Recherchiert und bewertet von unserem Redakteur
Claus Jotzo

Es erweist sich immer mehr als ein gravierender Nachteil, dass auf der Führungsebene der Stadtverwaltung niemand mehr im Amt ist, der auch nur fünf Jahre rückblickend relevante Fakten kennt. Natürlich ist auch die Tatsache, dass sich die ehrenamtlichen Kommunalpolitiker*Innen wirklich jedes Märchen bereitwillig erzählen lassen, ohne Widerspruch zu erheben, unerfreulich. Wie es einmal mehr am Montagabend dieser Woche im Hauptausschuß zu erleben war. Besprochen wurde da der Stellenplan für 2023. Eine der aufgerufenen Stellen: die der Leitung des Stadtrechtsamts. Die wurde bis vor einigen Wochen von Heiderose Häußermann besetzt.

Leider macht es die Desinformation durch Amtspersonen der Stadtverwaltung immer wieder erforderlich, dass die Redaktion dieser Seite als “vertraulich” oder “geheim” eingestufte Dienstdokumente beschafft und veröffentlicht.

Die Stadtrechtsdirektorin wurde nach A16 bezahlt. Die Stelle ist im neuen Stellenplan mit A15 ausgewiesen. Die Differenz kostete die Einwohner*Innen in den vergangenen Jahren rund 15.000 Euro extra. Je Jahr. Im Stellenplan für 2023 ist dazu ausgeführt: “die Amtsleiterstelle ist zu hoch bewertet gewesen und wird nach Neubesetzung niedriger ausgewiesen”. An dieser Formulierung störte sich Markus Schlosser. Der Beigeordnete führte aus, dass “Frau Häußermann die letzten Jahre noch das Ordnungsamt mit geleitet hat. … insofern war die A16 für die Frau Häußermann gerechtfertigt”.

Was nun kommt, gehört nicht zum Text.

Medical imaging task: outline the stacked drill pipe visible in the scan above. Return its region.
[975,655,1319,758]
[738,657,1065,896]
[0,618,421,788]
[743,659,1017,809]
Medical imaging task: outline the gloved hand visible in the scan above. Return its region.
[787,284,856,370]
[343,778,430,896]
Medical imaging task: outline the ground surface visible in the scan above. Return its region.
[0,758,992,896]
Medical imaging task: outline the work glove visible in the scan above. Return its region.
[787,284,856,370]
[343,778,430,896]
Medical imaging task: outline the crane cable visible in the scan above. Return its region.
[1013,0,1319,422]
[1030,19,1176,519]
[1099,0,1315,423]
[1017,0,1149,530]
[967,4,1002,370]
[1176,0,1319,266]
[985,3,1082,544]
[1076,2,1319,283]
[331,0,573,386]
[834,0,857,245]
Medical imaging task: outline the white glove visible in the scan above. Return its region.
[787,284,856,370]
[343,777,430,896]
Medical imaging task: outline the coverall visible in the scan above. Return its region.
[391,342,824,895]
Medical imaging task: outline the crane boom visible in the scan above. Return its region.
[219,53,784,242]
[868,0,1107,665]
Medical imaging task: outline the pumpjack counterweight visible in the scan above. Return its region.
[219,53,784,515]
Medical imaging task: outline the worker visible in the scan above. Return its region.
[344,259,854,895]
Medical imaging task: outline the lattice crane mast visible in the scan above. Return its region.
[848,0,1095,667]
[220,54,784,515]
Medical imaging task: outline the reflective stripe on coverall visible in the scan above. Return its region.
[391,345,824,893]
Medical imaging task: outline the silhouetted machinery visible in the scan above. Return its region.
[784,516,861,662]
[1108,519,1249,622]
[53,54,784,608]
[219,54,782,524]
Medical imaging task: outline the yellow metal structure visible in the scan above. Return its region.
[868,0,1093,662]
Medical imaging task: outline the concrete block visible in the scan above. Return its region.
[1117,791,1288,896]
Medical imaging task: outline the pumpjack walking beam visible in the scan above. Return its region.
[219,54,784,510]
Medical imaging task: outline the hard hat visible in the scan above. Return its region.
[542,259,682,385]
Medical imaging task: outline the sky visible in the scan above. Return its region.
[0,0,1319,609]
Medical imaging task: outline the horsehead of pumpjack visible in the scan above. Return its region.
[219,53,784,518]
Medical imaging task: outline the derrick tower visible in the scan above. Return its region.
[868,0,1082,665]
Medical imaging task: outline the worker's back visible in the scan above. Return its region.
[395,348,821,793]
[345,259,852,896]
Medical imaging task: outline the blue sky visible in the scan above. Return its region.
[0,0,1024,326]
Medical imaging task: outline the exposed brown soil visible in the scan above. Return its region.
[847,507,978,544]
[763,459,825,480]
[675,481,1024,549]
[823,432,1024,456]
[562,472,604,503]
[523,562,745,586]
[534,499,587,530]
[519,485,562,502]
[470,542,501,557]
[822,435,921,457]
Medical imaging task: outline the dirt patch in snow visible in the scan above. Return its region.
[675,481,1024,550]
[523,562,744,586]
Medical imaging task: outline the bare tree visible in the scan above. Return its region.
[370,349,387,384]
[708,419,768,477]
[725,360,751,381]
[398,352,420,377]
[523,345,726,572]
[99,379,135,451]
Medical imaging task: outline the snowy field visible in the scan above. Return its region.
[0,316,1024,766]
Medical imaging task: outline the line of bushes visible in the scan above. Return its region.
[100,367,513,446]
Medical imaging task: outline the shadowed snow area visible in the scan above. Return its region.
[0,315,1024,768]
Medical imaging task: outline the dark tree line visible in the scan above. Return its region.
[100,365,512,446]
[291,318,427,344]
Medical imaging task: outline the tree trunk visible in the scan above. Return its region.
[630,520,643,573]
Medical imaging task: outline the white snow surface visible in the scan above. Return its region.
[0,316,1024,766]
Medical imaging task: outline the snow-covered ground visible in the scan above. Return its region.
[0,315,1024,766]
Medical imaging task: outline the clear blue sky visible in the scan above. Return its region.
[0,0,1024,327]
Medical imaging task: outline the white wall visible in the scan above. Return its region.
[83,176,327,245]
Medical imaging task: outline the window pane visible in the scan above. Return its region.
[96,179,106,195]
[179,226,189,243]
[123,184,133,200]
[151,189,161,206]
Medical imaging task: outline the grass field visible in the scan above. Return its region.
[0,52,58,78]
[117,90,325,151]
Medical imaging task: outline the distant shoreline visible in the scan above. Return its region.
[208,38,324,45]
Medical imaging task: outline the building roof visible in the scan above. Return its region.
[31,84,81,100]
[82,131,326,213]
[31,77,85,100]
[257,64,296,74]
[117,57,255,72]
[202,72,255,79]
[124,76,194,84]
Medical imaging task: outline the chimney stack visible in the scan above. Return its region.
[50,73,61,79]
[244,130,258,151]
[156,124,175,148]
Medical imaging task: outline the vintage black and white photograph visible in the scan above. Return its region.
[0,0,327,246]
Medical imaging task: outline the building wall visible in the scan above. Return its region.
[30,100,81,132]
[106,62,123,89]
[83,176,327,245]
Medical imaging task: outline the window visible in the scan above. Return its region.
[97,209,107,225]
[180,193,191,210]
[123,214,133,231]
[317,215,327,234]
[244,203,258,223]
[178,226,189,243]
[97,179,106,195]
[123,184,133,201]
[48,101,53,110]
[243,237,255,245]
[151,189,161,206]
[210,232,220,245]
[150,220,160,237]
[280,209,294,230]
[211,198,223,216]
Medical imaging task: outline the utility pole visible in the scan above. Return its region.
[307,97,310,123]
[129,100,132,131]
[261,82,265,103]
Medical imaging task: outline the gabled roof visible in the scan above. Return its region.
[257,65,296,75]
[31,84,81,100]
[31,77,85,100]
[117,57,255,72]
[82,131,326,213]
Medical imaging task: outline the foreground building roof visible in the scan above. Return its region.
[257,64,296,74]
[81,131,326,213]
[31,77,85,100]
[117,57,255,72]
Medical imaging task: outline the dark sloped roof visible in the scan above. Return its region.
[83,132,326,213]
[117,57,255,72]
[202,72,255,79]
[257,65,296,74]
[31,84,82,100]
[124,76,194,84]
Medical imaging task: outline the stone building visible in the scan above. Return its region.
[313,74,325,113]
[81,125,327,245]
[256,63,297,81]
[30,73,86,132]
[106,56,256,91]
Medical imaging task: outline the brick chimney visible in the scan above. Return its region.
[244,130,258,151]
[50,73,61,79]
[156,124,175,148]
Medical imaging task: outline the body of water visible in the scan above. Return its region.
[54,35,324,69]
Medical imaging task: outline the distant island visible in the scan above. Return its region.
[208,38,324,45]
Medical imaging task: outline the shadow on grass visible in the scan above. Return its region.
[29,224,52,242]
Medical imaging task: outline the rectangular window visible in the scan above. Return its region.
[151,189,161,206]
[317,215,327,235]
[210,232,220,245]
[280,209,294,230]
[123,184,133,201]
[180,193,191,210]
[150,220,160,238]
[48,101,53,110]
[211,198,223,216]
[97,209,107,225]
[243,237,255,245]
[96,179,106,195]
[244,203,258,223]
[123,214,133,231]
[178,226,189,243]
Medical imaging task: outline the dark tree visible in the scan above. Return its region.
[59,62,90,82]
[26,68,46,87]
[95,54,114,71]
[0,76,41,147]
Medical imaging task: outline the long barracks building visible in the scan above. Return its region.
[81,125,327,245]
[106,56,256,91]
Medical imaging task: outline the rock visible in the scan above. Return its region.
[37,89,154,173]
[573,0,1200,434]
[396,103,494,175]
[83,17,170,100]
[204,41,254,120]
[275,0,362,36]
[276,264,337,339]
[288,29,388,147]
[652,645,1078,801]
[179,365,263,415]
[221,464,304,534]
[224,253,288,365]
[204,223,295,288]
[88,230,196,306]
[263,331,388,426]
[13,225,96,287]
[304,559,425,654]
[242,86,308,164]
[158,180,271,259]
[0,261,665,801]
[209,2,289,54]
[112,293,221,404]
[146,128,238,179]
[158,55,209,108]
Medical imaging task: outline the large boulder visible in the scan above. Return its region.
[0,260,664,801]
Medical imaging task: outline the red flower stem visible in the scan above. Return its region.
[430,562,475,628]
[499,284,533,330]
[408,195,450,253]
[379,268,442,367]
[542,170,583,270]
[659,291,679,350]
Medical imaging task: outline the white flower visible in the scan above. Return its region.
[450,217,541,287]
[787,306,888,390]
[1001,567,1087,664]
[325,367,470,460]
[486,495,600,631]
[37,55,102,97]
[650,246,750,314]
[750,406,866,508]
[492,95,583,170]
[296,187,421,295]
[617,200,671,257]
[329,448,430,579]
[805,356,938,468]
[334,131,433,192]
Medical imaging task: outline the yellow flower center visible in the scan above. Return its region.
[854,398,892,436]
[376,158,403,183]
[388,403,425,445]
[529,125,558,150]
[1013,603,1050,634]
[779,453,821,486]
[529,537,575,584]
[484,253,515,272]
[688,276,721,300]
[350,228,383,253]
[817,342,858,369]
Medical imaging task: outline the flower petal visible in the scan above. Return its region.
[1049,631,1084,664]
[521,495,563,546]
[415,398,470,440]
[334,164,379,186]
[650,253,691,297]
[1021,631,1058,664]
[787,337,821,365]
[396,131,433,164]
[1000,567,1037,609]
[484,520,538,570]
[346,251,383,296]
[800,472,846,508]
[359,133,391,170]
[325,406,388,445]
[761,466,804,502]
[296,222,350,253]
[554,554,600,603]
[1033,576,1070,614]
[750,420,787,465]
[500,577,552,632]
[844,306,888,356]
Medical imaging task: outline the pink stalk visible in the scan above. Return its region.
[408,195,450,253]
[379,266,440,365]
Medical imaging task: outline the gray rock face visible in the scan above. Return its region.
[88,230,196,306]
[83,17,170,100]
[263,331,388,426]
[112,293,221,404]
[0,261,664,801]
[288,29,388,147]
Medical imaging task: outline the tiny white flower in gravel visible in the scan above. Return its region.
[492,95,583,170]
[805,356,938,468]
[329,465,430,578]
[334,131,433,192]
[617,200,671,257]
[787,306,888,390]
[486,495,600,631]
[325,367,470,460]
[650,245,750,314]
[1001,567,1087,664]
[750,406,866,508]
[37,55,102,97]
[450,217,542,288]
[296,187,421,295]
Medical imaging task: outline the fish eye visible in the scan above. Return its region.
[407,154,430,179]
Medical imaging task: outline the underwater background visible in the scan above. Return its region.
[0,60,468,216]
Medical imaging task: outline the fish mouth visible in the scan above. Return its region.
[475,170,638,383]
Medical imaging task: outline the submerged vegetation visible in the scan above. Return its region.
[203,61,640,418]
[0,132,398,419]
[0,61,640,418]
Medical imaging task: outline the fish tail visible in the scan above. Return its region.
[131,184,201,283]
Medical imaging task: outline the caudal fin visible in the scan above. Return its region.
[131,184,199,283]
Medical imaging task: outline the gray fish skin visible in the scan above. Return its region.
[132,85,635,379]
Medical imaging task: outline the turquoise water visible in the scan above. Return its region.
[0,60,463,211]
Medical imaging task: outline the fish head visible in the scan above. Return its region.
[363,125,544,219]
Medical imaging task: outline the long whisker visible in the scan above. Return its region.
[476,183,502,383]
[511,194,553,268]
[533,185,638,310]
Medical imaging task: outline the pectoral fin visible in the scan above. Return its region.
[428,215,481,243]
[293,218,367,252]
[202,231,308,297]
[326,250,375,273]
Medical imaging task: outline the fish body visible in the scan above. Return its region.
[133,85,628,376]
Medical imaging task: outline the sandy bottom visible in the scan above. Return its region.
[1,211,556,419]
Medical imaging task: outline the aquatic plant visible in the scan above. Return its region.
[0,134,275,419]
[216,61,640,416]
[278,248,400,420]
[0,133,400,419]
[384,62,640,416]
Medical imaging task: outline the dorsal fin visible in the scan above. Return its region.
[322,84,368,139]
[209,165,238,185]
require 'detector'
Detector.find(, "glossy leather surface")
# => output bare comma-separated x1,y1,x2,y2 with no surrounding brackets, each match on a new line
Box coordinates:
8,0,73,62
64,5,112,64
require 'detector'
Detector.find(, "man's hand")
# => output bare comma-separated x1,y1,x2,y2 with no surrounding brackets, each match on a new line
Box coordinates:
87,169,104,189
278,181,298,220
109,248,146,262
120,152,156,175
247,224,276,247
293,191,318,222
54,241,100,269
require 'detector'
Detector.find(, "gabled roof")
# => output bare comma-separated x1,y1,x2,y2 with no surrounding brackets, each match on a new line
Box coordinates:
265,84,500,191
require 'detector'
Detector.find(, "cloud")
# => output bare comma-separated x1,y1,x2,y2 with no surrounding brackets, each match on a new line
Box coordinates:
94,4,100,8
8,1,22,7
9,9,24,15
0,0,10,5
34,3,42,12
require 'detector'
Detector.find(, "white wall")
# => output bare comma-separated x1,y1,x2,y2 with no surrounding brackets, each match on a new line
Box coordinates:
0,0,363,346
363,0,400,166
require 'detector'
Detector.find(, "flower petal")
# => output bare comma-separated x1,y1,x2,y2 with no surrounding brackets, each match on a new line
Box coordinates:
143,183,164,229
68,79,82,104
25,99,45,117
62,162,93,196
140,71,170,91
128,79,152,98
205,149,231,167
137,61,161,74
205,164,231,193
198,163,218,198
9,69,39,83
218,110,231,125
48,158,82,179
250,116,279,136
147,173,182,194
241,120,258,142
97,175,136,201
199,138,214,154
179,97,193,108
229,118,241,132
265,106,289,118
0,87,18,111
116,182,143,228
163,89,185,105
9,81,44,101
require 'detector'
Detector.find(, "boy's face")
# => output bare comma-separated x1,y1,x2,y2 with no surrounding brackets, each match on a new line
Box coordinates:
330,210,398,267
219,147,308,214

Schlosser schloß seine Verteidigungsrede mit den Worten: man muss es auch noch Mal “ins rechte Licht rücken, was war und was jetzt ist”. Allerdings, Markus Schlosser. Die Wahrheit ist nämlich eine ganz andere. Leider wurde diese auch vom Personalamt in der Sitzung den ehrenamtlichen Ausschußmitgliedern verschwiegen. Richtig ist nämlich, dass der Fall der Bad Kreuznacher Stadtrechtsdirektorin und der Überbewertung ihrer Stelle bereits im Jahr 2014 zu einem Prüfbericht Anlaß gab. Zu einem Zeitpunkt, als sie über 17 Jahre lang nichts anderes als das Rechtsamt leitete. Und von der zusätzlichen Ordnungsamtleitung keine Rede war.

Und zwar nicht, wie vom Personalamt angeführt, aufgedeckt von der Aufsichts- und Dienstleistungsdirektion ADD. Sondern vom Rechnungshof des Landes Rheinland-Pfalz (LRH). Dem höchsten Kontrollorgan zum Schutz der Steuerzahler*Innen war bei der seinerzeitigen Prüfung der Stadtverwaltung einiges aufgefallen. U.a. die unberechtigte, üppige Besoldung mehrerer Dienstposten. Daher fertigte der LRH am 6. November 2014 einen “Anhang zu den Prüfungsmitteilungen vom 6. November 2014 (zur Ehrenrettung der Mandatsträger*Innen muss hier angemerkt werden, dass die Verwaltung seinerzeit darüber nicht transparent informierte):

“Ergebnisse der Bewertung von Stellen bei der Stadtverwaltung Bad Kreuznach” (interessierte Stadtrats- und Ausschußmitglieder können diesen als “vertraulich” eingestuften Bericht, Aktenzeichen 6-P-7061-22-1/2013, gern bei der Redaktion dieser Seite einsehen. Da wir – anders als die Stadtverwaltung – Datenschutz ernst nehmen, in das gebundene Original. Und nur nach dem “GE eyes only”-Standart). Der LRH-Geheimbericht ging an die damalige Oberbürgermeisterin Dr. Heike Kaster-Meurer. Sie war für die zu ziehenden Konsequenzen verantwortlich.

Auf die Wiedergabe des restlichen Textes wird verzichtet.